Otto Marseus van Schrieck (ca. 1613 - buried 22 June 1678) was a painter in the Dutch Golden Age. He is best known for his paintings of forest flora and fauna.

==Biography==
Marseus van Schrieck was born in Nijmegen. He spent the years 1652–1657 in Rome and Florence with the painters Matthias Withoos and Willem van Aelst, and there joined the Dutch Guild of Artists.
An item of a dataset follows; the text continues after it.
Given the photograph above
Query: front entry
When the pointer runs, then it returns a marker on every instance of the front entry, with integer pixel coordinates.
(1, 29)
Later he worked at the court of the Grand Duke of Tuscany and traveled throughout England and France, after which he settled in Amsterdam. On 25 April 1664, he married Margarita Gysels (the daughter of Cornelius Gysels, an engraver). Arnold Houbraken's biography of Otto mentions that he joined the Bentvueghels in Rome and was called the snuffelaer, or "ferreter", because he was always in the garden looking for detail. Houbraken quotes Otto's wife, who survived him by two husbands and was still alive when he wrote the book; according to her, Marseus van Schrieck kept snakes and lizards in a shed at the back of his house, and also on a piece of land outside the city that was walled in for this purpose.

==Works==
Many of his paintings are dark studies of plants, often with lizards at the base and insects on the leaves and branches. According to the Netherlands Institute for Art History, his followers were Willem van Aelst, Anthonie van Borssom, Elias van den Broeck, J Falk, Carl Wilhelm de Hamilton, Trajan Hughes, Nicolaes Lachtropius, Jacob Marrel, Abraham Mignon, Rachel Ruysch, Christiaen Striep, Isac Vromans, Matthias Withoos, and Pieter Withoos. A notable omission in this list is the daughter and sister of the last two mentioned, Alida Withoos, who collaborated with him on creating paintings of the garden of Vijverhof for Agnes Block's collection of garden albums.

Marseus van Schrieck was the first person known to use the technique of lepidochromy, which involved pressing butterfly wings onto his canvases to transfer the scales.